Au niveau de la gouvernance, il faudrait encourager la mise en place d’un
processus d’élection des présidents, doyens et directeurs sur la base d’une
vision pour l’Université, l’établissement avec participation des enseignants, de
l’administration et des étudiants et non pas par des désignations ou par des
élections maquillées…
La politique contractuelle entre le ministère et les institutions d’enseignement
devrait prendre en compte la qualité des entrées et de la dotation en ressources
humaines initiales.
Il est également conseillé de codifier les spécialités et coordonner cette
codification avec la formation professionnelle pour améliorer la visibilité des
diplômes et le suivi de l’insertion professionnelle et de coordonner avec
l’enseignement secondaire pour ce qui est des programmes et des pré-requis pour
l’accès à l’Université.
Rappelons à ce propos qu’à une certaine époque en Tunisie, les diplômés de la
formation professionnelle qui exprimaient le désir et possédaient le niveau
requis en étant les premiers sur leurs classes pouvaient accéder à l’université.
Une tradition qui doit être reprise de manière à ne plus décourager, par crainte
d’obstruction de l’évolution dans les études et la carrière, les élèves à opter
pour les cycles de formation technologique et professionnels.

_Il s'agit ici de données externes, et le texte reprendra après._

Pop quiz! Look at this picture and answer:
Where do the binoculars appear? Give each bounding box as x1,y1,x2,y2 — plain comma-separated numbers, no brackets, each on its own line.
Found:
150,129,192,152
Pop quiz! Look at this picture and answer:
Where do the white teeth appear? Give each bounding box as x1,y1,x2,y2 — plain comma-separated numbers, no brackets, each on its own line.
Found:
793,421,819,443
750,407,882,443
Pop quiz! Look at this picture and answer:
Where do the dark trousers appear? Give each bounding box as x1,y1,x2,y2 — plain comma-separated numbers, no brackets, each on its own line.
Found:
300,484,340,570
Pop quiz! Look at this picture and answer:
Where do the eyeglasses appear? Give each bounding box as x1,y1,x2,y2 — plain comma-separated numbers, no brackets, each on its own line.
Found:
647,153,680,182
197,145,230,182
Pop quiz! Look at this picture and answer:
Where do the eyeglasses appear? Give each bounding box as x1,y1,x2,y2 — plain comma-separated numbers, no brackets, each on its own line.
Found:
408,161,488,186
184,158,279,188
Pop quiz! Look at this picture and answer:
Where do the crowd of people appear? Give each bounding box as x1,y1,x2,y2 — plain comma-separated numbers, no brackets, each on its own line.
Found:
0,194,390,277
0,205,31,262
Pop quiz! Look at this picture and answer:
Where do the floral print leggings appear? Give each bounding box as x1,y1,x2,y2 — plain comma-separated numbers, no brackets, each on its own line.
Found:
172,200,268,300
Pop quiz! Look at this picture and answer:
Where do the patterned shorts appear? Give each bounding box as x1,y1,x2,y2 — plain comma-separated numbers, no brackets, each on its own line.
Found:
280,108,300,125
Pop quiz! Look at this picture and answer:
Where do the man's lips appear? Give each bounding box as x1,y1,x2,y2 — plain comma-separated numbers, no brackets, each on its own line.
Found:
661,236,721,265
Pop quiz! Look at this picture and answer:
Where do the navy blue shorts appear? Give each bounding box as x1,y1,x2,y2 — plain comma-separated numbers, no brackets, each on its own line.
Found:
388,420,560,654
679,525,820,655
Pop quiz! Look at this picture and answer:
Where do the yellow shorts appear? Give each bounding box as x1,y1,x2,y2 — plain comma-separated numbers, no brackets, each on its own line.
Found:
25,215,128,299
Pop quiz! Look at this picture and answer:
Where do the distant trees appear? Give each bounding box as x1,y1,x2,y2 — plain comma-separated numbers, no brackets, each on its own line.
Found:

Enfin, il faudrait développer la culture de l’employabilité en associant
l’environnement au fonctionnement de l’Université, par l’incitation des
entrepreneurs à participer activement à la vie de l’Université, à l’enseignement
et à l’encadrement.
L’étude réalisée par le ministère de l’Enseignement supérieur et de la Recherche
scientifique et dont l’analyse a été faite par des experts dans le cadre des
activités de l’Association Nou-R, a établi le diagnostic et suggéré des
solutions. Espérons que les pistes qu’elle propose ne seront pas balayées comme
ont été écartées des compétences de l’Administration sous prétexte qu’elles
représentent un héritage de l’ancien régime!